I - o valor correspondente à diferença entre as alíquotas interna e interestadual nas operações e prestações que destinem bens e serviços a consumidor final localizado neste Estado, que seja contribuinte do imposto".

Especificamente em relação aos insumos adquiridos pela pela Consulente, a matéria está regulamentada na Seção XXXVI, que trata das operações com materiais de construção, acabamento, bricolagem ou adorno, em cujo artigo 227 estabelece:

"Art. 227. Nas operações internas e interestaduais destinadas a este Estado com materiais de construção, acabamento, bricolagem ou adorno relacionadas no Anexo 1, Seção XLIX, ficam responsáveis pelo recolhimento do imposto relativo às operações subseqüentes ou de entrada no estabelecimento destinatário para o ativo permanente ou para uso ou consumo:

I - o estabelecimento industrial fabricante ou importador;

II - qualquer outro estabelecimento, sito em outra unidade da Federação, nas operações com destinatários localizados neste Estado."

Das disposições indicadas é possível inferir que para a caracterização do regime de substituição tributária previsto na Seção XXXVI, do Anexo 3, do Regulamento do ICMS/SC, relativo às operações posteriores, é necessário a ocorrência de um evento subsequente que pode materializar-se por meio da comercialização das mercadorias adquiridas ou pela sua  imobilização, uso ou consumo, quando se tratarem de operações oriundas de outras unidades da Federação.

Neste modelo, tem-se a figura do substituto tributário, a quem a lei atribui o dever de recolher o imposto relativo às operações subsequentes àquela por ele praticada, e do substituído, que é aquele que promoverá o evento seguinte cujo recolhimento a legislação atribuiu ao substituto.

Tratando-se de operações com mercadorias que se destinam exclusivamente ao emprego como insumo, nas obras de construção civil executadas pelo adquirente, não há que se cogitar a possibilidade de submetê-las ao regime da substituição tributária, pois o destinatário se qualifica como consumidor final, não contribuinte do imposto.
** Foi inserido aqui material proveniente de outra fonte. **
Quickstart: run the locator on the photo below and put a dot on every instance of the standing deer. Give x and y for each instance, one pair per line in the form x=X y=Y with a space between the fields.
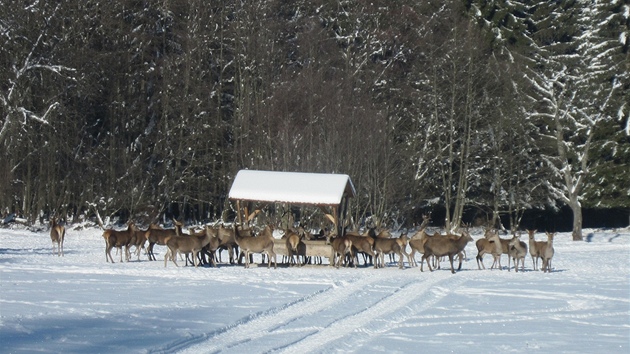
x=262 y=243
x=547 y=253
x=518 y=251
x=57 y=234
x=535 y=248
x=449 y=245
Em síntese, para esta situação em específico, não havendo operação seguinte, não há imposto a ser antecipado pelo contribuinte que figuraria como substituto.

A segunda pergunta, como uma continuação da anterior, diz respeito à eventual obrigatoriedade de ser recolhido o diferencial de alíquota, inclusive sob a sistemática de substituição tributária, relativo às operações interestaduais, quando os insumos adquiridos são utilizados exclusivamente na prestação de serviço, qualificada como "obras de construção civil" no item 7.02, da Lista de Serviços.
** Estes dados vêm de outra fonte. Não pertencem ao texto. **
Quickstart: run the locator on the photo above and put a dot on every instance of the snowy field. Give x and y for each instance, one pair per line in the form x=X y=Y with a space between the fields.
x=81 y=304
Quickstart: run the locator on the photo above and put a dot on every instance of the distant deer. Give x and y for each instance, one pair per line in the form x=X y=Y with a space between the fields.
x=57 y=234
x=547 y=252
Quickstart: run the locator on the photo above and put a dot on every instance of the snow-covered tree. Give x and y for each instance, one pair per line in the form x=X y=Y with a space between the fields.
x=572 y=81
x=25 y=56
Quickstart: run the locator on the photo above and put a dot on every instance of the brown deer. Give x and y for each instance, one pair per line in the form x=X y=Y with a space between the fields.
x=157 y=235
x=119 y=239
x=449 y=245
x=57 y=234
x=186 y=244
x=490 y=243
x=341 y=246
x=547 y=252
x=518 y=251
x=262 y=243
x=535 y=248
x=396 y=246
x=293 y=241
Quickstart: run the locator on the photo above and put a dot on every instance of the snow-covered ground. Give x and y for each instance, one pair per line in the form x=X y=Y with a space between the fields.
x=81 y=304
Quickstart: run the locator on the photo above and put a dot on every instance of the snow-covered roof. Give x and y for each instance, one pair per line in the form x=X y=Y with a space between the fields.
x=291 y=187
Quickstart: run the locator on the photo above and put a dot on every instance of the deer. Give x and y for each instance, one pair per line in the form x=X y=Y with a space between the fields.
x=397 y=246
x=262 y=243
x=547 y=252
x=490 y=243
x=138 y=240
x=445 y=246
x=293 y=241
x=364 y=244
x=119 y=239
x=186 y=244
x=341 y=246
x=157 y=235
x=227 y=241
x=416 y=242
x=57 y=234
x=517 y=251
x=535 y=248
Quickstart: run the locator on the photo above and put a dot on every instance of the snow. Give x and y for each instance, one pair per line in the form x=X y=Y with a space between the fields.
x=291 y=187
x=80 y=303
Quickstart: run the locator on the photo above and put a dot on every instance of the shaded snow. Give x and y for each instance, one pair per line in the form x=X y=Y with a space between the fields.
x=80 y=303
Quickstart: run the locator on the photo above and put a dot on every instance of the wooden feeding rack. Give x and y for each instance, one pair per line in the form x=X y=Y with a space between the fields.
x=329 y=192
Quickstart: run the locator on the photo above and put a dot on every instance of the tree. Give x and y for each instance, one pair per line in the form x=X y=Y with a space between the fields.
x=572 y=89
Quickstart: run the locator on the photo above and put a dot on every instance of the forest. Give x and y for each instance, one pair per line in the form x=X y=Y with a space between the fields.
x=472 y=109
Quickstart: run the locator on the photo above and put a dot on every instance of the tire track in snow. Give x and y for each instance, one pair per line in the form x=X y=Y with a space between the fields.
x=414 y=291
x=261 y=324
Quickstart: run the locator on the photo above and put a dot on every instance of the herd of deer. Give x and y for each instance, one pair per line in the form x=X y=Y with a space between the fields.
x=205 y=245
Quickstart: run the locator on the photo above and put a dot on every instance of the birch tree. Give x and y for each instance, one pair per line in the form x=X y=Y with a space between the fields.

O diferencial de alíquota decorre da disposição constitucional expressa nos incisos VII e VIII, do §2º, do artigo 155:

"VII - em relação às operações e prestações que destinem bens e serviços a consumidor final localizado em outro Estado, adotar-se-á:

a) a alíquota interestadual, quando o destinatário for contribuinte do imposto;

b) a alíquota interna, quando o destinatário não for contribuinte dele;

VIII - na hipótese da alínea "a" do inciso anterior, caberá ao Estado da localização do destinatário o imposto correspondente à diferença entre a alíquota interna e a interestadual".

Denota-se que dois requisitos são necessários para que  mercadorias ou serviços fiquem sujeitos ao recolhimento do diferencial de alíquota: a) o destinatário deve ser contribuinte do imposto; b) as mercadorias ou serviços devem ser destinados a consumidor final que, no caso de pessoas jurídicas, se configura pela sua imobilização, uso ou consumo.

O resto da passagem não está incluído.